12. Click the Configuration Backup tab. The fields on this tab are:

    Hourly Fabric Backup – Select the check box to enable an hourly backup of fabric configurations and the intent.

    The hourly backups are triggered during the first 10 minutes of the hour.

    Scheduled Fabric Backup – Check the check box to enable a daily backup. This backup tracks changes in running configurations on the fabric devices that are not tracked by configuration compliance.

    Scheduled Time: Specify the scheduled backup time in a 24-hour format. This field is enabled if you check the Scheduled Fabric Backup check box.

    Select both the check boxes to enable both back up processes.

    The backup process is initiated after you click Save.

    The scheduled backups are triggered exactly at the time you specify with a delay of up to two minutes.
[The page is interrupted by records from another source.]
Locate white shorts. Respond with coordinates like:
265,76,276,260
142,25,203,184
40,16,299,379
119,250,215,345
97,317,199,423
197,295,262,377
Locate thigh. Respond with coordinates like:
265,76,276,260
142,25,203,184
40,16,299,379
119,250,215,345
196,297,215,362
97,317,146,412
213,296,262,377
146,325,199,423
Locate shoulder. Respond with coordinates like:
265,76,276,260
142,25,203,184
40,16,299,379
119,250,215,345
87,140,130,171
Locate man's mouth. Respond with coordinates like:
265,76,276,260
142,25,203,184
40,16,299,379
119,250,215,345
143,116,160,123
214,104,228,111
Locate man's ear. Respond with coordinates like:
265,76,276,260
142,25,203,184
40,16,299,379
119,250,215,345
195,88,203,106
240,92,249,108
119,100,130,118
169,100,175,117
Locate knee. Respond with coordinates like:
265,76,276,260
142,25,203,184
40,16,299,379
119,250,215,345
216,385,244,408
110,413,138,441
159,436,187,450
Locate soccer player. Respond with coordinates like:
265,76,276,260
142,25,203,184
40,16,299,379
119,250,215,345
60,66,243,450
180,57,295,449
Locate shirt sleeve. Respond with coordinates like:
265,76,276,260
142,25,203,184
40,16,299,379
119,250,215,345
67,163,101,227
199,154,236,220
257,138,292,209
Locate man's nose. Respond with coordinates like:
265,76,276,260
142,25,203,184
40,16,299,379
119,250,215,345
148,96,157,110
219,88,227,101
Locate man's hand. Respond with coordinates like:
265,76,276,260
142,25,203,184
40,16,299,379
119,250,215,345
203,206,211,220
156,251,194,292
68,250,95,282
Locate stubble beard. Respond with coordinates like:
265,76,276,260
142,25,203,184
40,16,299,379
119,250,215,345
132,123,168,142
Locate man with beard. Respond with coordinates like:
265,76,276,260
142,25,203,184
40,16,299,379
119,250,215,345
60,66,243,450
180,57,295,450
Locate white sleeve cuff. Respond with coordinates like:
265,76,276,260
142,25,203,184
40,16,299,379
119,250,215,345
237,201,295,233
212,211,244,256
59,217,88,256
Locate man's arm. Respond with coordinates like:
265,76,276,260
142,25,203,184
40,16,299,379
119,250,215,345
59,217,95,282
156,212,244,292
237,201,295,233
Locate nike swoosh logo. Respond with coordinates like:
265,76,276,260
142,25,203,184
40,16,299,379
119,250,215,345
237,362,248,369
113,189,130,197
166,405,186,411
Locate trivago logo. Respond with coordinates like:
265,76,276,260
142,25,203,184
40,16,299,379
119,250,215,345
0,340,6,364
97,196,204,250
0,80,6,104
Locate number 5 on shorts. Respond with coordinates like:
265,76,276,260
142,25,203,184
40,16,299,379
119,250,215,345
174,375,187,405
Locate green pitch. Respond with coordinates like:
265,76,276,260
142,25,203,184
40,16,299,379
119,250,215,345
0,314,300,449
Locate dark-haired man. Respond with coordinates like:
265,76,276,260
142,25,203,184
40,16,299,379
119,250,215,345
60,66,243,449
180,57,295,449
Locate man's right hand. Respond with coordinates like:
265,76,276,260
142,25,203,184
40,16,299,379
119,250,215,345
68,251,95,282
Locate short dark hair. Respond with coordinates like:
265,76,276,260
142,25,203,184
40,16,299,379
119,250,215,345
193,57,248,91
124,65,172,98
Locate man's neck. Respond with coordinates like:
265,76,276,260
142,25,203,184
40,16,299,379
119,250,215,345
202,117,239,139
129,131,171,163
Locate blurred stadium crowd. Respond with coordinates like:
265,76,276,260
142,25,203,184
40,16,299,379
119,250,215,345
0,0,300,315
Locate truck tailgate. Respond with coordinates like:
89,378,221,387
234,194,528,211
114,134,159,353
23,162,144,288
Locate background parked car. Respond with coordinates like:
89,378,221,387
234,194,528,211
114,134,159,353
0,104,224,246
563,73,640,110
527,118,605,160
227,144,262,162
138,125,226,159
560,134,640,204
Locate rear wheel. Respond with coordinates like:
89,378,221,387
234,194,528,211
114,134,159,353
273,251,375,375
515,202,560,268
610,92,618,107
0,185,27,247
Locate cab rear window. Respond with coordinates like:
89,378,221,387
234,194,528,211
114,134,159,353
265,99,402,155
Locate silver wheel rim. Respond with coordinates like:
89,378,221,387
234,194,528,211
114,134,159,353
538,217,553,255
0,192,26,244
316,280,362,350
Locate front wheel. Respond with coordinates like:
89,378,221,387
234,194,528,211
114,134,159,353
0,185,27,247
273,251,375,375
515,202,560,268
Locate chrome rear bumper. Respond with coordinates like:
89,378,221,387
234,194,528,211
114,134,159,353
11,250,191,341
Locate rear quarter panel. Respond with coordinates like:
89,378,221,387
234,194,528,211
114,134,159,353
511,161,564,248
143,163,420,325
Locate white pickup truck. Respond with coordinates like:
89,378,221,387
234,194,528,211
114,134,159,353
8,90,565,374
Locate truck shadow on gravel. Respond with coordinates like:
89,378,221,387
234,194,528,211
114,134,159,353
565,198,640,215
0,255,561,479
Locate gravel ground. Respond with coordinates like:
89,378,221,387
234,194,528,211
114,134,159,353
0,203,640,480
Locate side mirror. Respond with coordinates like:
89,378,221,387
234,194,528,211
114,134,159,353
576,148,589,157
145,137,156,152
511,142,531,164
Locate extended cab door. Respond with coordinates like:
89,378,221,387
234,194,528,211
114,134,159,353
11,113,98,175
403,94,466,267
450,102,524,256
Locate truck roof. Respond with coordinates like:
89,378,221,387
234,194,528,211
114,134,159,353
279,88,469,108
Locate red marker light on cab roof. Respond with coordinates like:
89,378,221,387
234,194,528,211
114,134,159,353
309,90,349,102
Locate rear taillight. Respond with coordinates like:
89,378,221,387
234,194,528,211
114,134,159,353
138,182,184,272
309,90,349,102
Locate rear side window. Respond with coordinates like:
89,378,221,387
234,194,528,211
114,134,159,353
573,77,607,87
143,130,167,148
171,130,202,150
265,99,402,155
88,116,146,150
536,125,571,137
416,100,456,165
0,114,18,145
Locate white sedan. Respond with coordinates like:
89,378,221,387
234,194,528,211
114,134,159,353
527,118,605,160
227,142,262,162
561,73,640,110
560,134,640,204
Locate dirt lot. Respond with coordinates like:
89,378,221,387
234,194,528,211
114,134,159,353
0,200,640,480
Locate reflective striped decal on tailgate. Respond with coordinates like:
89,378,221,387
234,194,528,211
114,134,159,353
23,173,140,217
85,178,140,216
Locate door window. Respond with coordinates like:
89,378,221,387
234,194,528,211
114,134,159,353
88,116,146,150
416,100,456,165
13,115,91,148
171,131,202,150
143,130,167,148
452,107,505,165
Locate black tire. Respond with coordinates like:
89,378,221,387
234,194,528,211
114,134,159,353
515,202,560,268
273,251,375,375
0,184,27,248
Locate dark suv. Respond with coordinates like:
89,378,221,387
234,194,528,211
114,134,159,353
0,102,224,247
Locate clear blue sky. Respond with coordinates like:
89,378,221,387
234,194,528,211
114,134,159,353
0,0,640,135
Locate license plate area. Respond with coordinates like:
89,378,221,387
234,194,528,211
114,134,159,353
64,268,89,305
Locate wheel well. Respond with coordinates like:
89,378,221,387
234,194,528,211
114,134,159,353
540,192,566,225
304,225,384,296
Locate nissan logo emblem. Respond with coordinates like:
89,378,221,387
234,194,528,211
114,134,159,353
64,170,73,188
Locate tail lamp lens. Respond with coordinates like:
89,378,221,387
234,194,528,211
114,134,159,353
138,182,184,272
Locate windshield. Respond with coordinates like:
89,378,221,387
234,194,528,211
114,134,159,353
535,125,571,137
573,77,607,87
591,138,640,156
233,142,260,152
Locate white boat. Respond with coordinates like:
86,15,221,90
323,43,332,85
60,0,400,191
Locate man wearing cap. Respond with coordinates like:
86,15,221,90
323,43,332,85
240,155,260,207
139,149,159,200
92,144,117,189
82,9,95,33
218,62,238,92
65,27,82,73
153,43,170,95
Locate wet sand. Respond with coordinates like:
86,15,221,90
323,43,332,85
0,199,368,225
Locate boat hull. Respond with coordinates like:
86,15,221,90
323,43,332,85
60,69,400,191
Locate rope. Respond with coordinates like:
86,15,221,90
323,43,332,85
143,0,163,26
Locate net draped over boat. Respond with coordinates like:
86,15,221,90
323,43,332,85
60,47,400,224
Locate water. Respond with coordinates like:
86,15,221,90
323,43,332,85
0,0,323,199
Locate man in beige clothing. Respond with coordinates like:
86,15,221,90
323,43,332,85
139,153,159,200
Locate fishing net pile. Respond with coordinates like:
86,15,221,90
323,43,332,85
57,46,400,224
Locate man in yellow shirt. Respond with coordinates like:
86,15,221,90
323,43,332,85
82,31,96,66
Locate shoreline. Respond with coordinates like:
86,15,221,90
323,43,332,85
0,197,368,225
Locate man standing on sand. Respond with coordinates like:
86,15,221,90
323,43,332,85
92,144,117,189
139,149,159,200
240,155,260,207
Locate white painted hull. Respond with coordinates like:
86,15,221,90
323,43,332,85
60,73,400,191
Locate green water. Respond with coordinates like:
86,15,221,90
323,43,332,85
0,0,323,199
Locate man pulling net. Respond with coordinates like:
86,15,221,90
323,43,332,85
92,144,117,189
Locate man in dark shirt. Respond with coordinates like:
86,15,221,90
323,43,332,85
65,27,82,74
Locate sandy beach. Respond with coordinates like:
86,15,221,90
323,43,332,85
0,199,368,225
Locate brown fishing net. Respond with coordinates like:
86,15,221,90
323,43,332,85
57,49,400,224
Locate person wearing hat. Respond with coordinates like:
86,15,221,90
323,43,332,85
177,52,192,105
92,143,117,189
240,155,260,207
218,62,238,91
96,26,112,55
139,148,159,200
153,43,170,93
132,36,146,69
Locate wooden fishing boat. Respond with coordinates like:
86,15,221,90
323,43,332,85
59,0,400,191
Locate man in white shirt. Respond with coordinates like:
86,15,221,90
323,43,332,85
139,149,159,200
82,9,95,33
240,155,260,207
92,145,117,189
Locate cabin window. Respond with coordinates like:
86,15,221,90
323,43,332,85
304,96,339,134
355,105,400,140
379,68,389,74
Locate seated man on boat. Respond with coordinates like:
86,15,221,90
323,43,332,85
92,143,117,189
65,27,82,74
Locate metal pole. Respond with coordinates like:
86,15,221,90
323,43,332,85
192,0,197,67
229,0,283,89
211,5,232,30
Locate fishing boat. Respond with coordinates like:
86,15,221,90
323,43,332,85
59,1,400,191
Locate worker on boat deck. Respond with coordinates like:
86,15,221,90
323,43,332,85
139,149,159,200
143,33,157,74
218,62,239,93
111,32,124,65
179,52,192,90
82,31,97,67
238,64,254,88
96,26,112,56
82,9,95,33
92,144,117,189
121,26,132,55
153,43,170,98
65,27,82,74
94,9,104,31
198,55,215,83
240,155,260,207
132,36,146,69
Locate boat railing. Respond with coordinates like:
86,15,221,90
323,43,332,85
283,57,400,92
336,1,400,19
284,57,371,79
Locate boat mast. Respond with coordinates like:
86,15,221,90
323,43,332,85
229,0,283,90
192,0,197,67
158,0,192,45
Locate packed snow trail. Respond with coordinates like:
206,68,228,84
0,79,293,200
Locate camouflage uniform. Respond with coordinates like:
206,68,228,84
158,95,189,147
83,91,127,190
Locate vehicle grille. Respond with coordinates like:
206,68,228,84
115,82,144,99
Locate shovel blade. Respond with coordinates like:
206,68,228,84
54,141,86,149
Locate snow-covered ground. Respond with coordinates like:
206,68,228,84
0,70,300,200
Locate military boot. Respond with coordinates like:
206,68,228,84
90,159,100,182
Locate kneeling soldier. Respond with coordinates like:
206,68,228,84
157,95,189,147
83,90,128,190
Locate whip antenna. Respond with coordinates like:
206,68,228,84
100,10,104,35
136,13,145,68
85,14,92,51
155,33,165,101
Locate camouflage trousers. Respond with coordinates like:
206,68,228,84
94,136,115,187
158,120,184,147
The scheduled backups are triggered regardless of the configuration deployment status.

    The number of fabric backups that will be retained on NDFC is decided by the Settings > Server Settings > LAN Fabric > Maximum Backups per Fabric.

    The number of archived files that can be retained is set in the # Number of archived files per device to be retained: field in the Server Properties window.

    Note	To trigger an immediate backup, do the following: Choose LAN > Topology. Click within the specific fabric box. The fabric topology screen comes up. From the Actions pane at the left part of the screen, click Re-Sync Fabric.

    You can also initiate the fabric backup in the fabric topology window. Click Backup Now in the Actions pane.

13. Click on the Flow Monitor tab. The fields on this tab are:

    Enable Netflow – Check this checkbox to enable Netflow on VTEPs for this Fabric. By default, Netflow is disabled. On Enable, NetFlow configuration will be applied to all VTEPS that support netflow.

    Note: When Netflow is enabled on the fabric, you can choose not to have netflow on a particular switch by having a dummy no_netflow PTI.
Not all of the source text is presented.